Americas

  • United States

Look to Google to solve looming data-center speed challenges

Analysis
May 26, 20226 mins
Data CenterNetworking

Google’s Aquila project is establishing a model for high-performance meshing that can handle the most demanding data-center workloads.

hyperconvergence data center fork in the road decision choice data center briefcase
Credit: Getty Images

When you think of data-center networking, you almost certainly think of Ethernet switches. These gadgets have been the foundation of the data-center network for decades, and there are still more Ethernet switches sold into data-center applications than any other technology.  Network planners, though, are starting to see changes in applications, and those changes are suggesting that it’s time to think a bit harder about data center network options. Your data center is changing, and so should its network.

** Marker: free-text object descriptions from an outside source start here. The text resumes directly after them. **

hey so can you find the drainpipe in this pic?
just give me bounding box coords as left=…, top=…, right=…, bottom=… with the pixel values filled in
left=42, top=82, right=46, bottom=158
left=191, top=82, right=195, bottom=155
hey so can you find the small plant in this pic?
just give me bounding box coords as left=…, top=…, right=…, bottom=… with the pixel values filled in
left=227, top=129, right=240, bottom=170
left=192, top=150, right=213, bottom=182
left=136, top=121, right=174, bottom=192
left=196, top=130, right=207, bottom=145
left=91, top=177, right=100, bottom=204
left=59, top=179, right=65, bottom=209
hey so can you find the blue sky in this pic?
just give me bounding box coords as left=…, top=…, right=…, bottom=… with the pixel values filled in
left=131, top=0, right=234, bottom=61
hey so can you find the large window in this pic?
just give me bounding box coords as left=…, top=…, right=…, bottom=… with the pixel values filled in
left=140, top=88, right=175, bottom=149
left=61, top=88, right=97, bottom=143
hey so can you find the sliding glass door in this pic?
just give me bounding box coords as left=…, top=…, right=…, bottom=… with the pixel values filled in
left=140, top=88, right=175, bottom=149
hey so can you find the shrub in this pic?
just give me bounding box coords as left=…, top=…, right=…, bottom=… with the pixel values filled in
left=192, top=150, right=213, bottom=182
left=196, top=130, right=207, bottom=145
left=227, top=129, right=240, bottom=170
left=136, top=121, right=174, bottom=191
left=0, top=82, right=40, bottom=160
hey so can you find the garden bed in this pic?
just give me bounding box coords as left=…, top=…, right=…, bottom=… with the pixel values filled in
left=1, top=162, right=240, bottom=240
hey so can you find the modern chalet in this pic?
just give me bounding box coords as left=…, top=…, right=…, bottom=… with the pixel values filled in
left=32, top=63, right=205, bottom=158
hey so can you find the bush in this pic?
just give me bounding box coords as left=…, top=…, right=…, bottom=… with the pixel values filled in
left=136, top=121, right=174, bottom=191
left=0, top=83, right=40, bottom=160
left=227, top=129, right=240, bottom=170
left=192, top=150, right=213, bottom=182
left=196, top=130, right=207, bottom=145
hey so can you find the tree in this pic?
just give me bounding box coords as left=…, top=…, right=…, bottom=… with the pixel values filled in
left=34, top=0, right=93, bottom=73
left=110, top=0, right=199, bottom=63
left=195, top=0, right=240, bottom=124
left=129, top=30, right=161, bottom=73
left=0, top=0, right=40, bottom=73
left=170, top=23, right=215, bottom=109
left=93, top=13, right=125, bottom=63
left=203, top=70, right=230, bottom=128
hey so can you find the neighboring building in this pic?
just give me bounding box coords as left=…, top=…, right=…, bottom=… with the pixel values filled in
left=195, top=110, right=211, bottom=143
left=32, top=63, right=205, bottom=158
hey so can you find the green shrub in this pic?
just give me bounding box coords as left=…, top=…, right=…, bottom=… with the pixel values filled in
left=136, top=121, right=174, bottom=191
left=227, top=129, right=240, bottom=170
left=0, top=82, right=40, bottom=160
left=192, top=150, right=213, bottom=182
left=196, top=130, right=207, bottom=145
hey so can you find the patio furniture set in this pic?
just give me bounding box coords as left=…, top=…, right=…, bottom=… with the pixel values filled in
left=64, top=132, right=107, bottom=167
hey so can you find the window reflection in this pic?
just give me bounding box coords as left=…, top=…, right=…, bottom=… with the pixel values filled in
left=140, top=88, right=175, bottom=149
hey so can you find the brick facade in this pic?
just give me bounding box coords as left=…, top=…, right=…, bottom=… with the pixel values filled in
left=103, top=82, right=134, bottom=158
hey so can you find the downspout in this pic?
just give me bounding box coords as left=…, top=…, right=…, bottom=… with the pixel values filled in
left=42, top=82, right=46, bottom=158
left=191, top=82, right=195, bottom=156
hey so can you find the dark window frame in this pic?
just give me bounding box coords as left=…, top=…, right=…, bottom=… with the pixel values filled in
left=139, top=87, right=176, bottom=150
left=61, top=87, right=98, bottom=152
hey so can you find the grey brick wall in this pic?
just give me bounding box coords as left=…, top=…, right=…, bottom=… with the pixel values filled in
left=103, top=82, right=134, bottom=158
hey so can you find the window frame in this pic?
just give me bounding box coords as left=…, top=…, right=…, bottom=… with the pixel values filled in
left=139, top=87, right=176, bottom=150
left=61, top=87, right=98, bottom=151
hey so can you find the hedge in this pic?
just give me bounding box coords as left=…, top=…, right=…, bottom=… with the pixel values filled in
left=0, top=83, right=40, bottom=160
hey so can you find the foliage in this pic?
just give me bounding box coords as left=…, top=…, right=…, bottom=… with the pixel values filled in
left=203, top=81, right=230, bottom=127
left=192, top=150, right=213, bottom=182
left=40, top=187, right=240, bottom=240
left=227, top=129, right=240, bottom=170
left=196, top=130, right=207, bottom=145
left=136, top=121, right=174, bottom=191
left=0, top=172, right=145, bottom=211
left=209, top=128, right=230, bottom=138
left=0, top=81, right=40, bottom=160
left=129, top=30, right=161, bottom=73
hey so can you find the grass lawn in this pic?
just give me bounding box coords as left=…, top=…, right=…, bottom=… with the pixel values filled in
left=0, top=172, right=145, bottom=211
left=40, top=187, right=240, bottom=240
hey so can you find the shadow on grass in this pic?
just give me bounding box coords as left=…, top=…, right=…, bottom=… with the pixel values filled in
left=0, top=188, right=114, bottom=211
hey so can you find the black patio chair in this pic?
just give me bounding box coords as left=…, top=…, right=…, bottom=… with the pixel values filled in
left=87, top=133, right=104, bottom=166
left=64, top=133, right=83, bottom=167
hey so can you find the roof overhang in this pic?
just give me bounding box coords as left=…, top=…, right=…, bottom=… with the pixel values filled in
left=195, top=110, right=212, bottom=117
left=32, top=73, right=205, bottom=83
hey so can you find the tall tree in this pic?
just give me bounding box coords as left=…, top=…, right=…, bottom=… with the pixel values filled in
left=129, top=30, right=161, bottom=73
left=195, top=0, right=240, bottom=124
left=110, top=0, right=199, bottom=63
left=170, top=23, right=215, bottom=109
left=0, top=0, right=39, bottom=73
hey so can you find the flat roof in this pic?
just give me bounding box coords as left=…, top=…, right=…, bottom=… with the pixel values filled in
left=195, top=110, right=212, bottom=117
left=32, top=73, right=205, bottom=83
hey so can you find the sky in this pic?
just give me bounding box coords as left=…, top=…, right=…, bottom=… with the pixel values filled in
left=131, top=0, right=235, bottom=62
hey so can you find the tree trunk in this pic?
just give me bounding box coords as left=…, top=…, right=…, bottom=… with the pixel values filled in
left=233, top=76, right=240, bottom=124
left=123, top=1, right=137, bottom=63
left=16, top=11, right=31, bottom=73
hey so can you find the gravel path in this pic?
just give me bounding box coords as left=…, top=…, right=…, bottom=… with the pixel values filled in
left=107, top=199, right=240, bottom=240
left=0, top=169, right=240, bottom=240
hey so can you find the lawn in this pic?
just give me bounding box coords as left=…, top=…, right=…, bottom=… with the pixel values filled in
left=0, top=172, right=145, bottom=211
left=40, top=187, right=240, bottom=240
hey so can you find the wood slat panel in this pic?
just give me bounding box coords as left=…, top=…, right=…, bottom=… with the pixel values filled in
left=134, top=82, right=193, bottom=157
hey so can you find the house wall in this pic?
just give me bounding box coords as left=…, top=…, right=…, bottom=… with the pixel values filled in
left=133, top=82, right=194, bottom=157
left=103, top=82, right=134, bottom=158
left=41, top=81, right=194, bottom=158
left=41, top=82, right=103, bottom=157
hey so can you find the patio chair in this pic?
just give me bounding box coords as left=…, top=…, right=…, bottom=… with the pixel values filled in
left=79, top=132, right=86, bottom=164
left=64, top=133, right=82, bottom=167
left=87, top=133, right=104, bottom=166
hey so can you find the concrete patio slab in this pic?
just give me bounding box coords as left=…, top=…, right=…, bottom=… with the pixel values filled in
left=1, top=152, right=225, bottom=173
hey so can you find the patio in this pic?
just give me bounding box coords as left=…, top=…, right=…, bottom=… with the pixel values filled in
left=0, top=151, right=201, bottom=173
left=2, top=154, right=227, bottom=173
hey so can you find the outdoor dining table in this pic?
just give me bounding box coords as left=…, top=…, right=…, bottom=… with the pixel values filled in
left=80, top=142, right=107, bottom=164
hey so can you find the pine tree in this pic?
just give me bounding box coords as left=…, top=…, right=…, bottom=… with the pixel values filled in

With the advent of the cloud and cloud-centric development, two disruptors were introduced into our happy and comfortable picture of Ethernet switching in the data center. The first was virtualization, the notion that there wasn’t a 1:1 relationship between a computer and an application, but rather a pool of computers shared the application hosting. The second was componentization, which said that if you wrote applications to be divided into logical pieces, you could run those pieces in parallel, scale them on demand, and replace them seamlessly if they broke. The impact of these on traffic, and so on data-center switching, was huge.

Traditional monolithic applications create vertical traffic—flows between users and the data center.  A couple decades ago, things like service buses and inter-application coupling created horizontal traffic.  Componentization and virtualization create mesh traffic, where messages flow in a complex web among a whole series of components.  Since traditional data-center switches create a hierarchy, this mesh traffic stresses the traditional model and promises to break it.

Adding computers in a hierarchical switch network, or the more modern leaf-and-spine networks, is a matter of adding layers as needed. Since this provides any-to-any connectivity, you might wonder what the problem is, and the answer is a combination of latency, blocking, and determinism:

  • Latency is the accumulated delay associated with moving from the source to the destination port, which obviously gets larger as the number of switches you need to transit increases.
  • Blocking is the risk of not having the necessary capacity to support a connection because of trunk/switch congestion.
  • Determinism is a measure of the predictability and consistency of performance.

OK, we need to move to a new model, but what model?  It turns out that there are two new missions for data-center networks to consider: high-performance computing (HPC) and hyperscale data centers.

In HPC the computers and components of applications were performing incredibly complex computing functions, like modeling the impact of a monarch butterfly migration on global climate. This requires a bunch of systems that are run in parallel and are very tightly coupled, with very fast interconnections. This means fast and very deterministic connections, something more like a computer bus or backplane than a network interface. Early solutions to this included InfiniBand and Fibre Channel, both of which are still used today.  Intel introduced Omni-Path as a new-generation HPC technology, and later spun it out as Cornelis Networks.

In the mesh model, what we really need to support is a bunch of little, low-burden, components used by millions of simultaneous users. This is what we now call hyperscale computing. Here, different users run different components in different orders, and there’s constant message exchange among those components.  Mesh traffic flows evolved out of that horizontal traffic we talked about earlier, traffic that caused network vendors to build their own fabric switches. Based on Ethernet connectivity, fabric switches were easily introduced into data centers that previously relied on those switch hierarchies, and they worked fine before we started using microservices and big resource pools. A single fabric switch works great for horizontal traffic, but it supports a limited number of connections per switch, and unless you go to fiber paths, there’s a limit to how far you can run the Ethernet connections. Imagine a data center with servers piled up like a New York skyline to keep them close to your fabric.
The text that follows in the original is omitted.